The tragedy of Othello is transposed to a 1970’s suburban Washington schoolyard, where kids fall in and out of love with each other before lunchtime, and practice a casual racism picked up from their parents and teachers. Peeking over the shoulders of four 11 year olds Osei, Dee, Ian, and his reluctant girlfriend Mimi, Tracy Chevalier’s powerful drama of friends torn apart by jealousy, bullying and betrayal will leave you reeling.
Starting off with a confession: I’ve never seen, read or heard Othello.
I have now read a quick summary and can identify all the main points which strongly came through in this book, so I’m obviously an expert now…
I’ve always found reading Shakespeare to be hard work and sometimes a thankless task, so I know that reading this book in school would have been the perfect starting point before reading the original. It’s all the same politics and manipulations, but set in a scenario we’re all familiar with – the playground.
In this case Osei (Othello’s stand in) is the son of a Ghanaian diplomat, experiencing his first day in the 4th school he’s had to attend in 6 years.
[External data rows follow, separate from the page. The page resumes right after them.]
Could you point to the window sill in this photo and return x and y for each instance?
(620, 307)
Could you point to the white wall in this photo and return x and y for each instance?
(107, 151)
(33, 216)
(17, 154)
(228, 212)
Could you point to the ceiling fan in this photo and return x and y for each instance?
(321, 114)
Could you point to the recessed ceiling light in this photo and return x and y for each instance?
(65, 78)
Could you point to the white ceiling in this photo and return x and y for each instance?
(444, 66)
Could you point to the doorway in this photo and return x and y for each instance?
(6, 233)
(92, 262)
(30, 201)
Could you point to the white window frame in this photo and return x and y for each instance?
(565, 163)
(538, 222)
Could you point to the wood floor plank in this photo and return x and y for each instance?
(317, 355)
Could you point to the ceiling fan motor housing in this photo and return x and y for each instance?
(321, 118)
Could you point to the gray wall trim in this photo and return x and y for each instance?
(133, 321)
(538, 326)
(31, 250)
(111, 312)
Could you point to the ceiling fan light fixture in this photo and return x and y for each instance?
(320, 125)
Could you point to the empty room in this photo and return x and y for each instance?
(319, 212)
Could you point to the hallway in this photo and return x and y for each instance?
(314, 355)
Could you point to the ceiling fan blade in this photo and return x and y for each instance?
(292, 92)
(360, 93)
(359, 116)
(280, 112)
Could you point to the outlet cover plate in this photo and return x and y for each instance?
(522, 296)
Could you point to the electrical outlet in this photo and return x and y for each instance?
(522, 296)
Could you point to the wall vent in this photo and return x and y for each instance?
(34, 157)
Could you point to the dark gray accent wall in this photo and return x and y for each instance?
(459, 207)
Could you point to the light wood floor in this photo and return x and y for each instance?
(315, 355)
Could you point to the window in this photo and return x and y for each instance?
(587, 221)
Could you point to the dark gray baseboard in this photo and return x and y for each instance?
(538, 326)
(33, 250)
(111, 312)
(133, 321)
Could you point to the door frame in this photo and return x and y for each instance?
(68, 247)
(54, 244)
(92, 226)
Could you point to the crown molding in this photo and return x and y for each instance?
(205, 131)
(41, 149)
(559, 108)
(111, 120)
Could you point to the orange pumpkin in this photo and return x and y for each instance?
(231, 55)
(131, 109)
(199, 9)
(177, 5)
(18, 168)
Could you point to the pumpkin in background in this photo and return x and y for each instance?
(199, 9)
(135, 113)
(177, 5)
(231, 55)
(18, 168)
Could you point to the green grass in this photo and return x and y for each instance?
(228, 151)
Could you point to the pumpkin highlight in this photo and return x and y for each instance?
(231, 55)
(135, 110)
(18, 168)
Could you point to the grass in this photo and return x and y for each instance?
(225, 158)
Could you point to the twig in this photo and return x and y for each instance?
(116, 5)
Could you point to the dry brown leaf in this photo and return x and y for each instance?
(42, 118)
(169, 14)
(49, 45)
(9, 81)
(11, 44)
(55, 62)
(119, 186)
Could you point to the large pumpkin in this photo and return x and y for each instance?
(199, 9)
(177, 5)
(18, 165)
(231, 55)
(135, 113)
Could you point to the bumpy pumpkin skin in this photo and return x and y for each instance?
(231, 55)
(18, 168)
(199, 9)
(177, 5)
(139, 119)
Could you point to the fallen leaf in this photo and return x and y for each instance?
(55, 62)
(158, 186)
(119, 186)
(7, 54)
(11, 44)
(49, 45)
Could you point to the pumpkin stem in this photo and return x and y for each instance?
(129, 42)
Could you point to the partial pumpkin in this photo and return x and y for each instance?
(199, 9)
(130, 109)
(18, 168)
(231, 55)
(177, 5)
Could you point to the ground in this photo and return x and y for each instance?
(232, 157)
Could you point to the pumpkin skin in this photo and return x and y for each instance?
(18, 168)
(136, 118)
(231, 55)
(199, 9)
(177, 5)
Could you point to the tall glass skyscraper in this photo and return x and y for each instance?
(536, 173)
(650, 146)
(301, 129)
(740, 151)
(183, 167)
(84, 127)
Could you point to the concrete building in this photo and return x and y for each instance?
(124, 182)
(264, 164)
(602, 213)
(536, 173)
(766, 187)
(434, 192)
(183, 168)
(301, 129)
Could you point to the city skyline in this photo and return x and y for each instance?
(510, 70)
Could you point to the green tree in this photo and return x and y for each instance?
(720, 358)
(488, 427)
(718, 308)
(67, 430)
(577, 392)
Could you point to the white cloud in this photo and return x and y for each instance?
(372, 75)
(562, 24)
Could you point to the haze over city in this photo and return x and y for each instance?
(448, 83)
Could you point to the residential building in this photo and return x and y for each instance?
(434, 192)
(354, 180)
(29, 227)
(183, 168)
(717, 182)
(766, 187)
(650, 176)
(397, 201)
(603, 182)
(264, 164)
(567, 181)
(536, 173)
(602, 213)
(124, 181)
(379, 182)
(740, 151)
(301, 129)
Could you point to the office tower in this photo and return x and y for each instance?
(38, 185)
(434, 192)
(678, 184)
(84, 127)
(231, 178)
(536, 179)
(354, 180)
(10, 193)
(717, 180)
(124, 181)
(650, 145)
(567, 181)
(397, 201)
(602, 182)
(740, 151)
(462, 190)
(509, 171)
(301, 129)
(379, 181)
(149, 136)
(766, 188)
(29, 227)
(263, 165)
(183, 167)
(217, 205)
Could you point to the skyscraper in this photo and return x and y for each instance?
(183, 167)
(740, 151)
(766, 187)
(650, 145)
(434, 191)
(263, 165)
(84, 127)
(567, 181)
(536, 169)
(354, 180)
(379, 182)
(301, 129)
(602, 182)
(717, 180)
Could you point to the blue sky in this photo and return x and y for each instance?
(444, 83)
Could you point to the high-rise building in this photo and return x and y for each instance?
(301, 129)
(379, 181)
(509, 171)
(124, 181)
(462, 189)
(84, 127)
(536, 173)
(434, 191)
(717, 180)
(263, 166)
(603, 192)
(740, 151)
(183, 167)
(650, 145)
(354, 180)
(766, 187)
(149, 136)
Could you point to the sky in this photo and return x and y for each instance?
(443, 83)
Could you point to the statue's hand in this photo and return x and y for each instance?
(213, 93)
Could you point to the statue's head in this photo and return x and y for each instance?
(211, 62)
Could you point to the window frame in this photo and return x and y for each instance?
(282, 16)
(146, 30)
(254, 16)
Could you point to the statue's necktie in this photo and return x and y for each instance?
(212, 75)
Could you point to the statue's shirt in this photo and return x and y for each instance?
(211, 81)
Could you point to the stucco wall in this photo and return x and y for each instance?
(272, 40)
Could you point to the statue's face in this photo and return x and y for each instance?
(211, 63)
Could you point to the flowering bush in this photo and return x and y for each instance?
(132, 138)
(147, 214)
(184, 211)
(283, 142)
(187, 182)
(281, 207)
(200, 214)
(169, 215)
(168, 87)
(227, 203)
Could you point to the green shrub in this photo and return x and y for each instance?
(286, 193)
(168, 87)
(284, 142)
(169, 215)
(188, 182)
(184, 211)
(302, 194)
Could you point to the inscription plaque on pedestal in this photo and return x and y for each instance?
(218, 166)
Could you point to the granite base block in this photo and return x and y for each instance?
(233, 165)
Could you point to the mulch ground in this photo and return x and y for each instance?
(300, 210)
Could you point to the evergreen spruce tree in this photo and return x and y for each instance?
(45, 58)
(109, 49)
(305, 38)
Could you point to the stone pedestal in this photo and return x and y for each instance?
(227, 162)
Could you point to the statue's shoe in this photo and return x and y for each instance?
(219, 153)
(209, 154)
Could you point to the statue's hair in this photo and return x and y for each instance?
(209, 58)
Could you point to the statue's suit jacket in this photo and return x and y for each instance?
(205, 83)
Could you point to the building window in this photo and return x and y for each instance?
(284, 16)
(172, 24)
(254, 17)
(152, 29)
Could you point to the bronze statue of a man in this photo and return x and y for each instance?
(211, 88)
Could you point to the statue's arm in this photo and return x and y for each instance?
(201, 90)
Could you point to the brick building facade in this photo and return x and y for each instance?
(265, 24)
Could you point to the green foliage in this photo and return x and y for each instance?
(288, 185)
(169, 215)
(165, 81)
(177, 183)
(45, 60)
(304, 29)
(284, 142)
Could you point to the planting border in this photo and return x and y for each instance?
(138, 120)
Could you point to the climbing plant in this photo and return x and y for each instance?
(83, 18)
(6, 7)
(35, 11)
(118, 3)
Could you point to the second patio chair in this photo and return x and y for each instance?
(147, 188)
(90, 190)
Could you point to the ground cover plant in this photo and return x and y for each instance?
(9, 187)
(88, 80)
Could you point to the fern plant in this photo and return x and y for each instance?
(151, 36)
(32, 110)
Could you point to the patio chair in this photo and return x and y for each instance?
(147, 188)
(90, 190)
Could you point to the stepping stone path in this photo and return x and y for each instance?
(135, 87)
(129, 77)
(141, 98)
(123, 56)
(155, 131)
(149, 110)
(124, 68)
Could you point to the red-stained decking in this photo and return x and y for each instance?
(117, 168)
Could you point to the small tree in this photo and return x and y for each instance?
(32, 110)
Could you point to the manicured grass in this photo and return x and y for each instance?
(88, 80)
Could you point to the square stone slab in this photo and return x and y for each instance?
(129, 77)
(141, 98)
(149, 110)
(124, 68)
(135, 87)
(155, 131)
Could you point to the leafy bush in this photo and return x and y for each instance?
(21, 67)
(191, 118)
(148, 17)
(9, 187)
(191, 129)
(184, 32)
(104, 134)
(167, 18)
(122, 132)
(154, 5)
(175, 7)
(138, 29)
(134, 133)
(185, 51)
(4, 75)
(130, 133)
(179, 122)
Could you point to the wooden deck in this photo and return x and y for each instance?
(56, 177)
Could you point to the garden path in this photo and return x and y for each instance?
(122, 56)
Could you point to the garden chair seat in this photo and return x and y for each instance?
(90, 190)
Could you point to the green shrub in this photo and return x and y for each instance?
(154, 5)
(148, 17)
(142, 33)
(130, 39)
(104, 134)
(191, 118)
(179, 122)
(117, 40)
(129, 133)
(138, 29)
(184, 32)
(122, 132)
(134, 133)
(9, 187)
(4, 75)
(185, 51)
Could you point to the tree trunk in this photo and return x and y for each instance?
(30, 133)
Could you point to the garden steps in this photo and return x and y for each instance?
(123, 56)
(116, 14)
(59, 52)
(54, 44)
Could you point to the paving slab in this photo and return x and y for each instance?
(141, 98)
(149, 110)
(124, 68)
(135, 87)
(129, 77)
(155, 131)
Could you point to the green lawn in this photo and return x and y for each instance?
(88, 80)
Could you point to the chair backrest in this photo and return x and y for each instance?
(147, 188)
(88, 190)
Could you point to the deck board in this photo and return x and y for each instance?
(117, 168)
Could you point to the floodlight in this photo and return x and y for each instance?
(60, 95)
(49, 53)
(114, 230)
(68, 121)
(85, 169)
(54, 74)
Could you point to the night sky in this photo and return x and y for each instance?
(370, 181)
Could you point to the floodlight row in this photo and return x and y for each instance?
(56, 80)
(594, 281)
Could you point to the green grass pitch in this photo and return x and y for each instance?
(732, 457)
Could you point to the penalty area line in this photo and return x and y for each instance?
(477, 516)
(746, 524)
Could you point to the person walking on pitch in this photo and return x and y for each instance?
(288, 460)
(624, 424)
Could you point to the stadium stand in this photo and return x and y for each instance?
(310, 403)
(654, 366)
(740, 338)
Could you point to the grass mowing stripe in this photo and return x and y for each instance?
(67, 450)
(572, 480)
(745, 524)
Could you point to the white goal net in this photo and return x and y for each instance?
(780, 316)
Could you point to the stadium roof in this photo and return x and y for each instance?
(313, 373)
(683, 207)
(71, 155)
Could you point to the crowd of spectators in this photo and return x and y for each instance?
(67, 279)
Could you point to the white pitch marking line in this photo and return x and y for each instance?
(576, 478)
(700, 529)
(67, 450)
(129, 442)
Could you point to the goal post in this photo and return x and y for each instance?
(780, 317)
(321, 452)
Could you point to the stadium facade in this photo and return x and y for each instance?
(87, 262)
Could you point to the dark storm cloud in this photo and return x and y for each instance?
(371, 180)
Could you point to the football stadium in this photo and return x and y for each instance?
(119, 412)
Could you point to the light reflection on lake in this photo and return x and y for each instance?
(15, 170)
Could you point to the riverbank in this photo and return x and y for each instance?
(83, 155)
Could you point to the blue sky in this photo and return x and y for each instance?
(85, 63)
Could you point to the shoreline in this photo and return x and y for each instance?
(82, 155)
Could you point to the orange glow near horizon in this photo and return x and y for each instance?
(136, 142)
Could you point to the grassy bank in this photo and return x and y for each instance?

He’s a pro at this point and follows his usual procedure to make being the only black kid in an all white school as painless as it can possibly be in 1970s America – but things fall on their head when he meets Dee, a sweet girl in his class who instantly takes a shine to him. Now he has to work to be accepted rather than just ‘tolerated’ by his peers (ick).
The kids are ruled by their schoolyard alliances and habits, throw in racial prejudice and this book is an exceptionally well written train crash waiting to happen. Chevalier is a distinguished author at the best of times but I really think that this book is destined to become a classroom classic.
Each scene in the book is told from the perspectives of the main characters, so you get a glimpse of their feelings and motivations during the course of the story. For example, Ian (Iago), is an absolute bastard and does manipulative, nasty and downright violent things but there’s the hint that his home life isn’t great and that he’s the youngest of a bunch of horrible siblings – it doesn’t forgive anything that he does but encourages the reader to consider why he might be such a dick.
Thought provoking and bringing a Shakespeare classic forwards into a more accessible package, I really enjoyed this book.